There is 0.1 probability of each 0, 1, 2...9 minute waiting time.
So there are 20 possible combinations:
40+1, 40+2, ....40+9 without traffic at bridge and 60+1, 60+2....60+9 with traffic at bridge.
Adding 10 more minutes due to parking shuttle travel, we have 50, 51,52,53...59 minutes ad 70, 71, 72, 73.... 79 minutes.
Assuming the traffic and the shuttle waiting time being independent, the probability of each time is = 0.5*0.1 = 0.05.
Now consider the shuttle route:
There are four possibilities of 60, 70, 80 and 90 due to the number of stops possible and each have a probability of 0.25.
Ans 9)Final Solution = 0.5
The possibilitties of taking more than 79 minutes can happen only when it takes 80 minutes or 90 minutes.
So, P(X>79) = P(X=80) + P(X=90) = 025 + 025 = 0.5
Ans to 10) Final solution = 0.2375
For john to reach before jane, we have following possibilities:
Let X1 be john's time and X2 be jane's time.

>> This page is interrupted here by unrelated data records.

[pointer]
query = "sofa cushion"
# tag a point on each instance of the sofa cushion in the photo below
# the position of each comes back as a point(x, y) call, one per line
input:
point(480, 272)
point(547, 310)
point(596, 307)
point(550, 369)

P(X1 < X2) = P(X1= 60)*P(X2>60) + P(X1= 70)*P(X2>70)
Jane will take more than 60 minutes whenever there is traffic on the bridge
P(X2 > 60) = 0.05*10 = 0.5
Similarly, P(X2 > 70) = P(71)+P(72)+P(73)+P(74)+P(75)+P(76)+P(77)+P(78)+P(79) = 0.05*9 = 0.45
Therefore P(X1 < X2) = 0.5*0.25 + 0.45*0.25 = 0.2375
Ans 7) Chance of taking less than 60 minutes by driving = 0.5.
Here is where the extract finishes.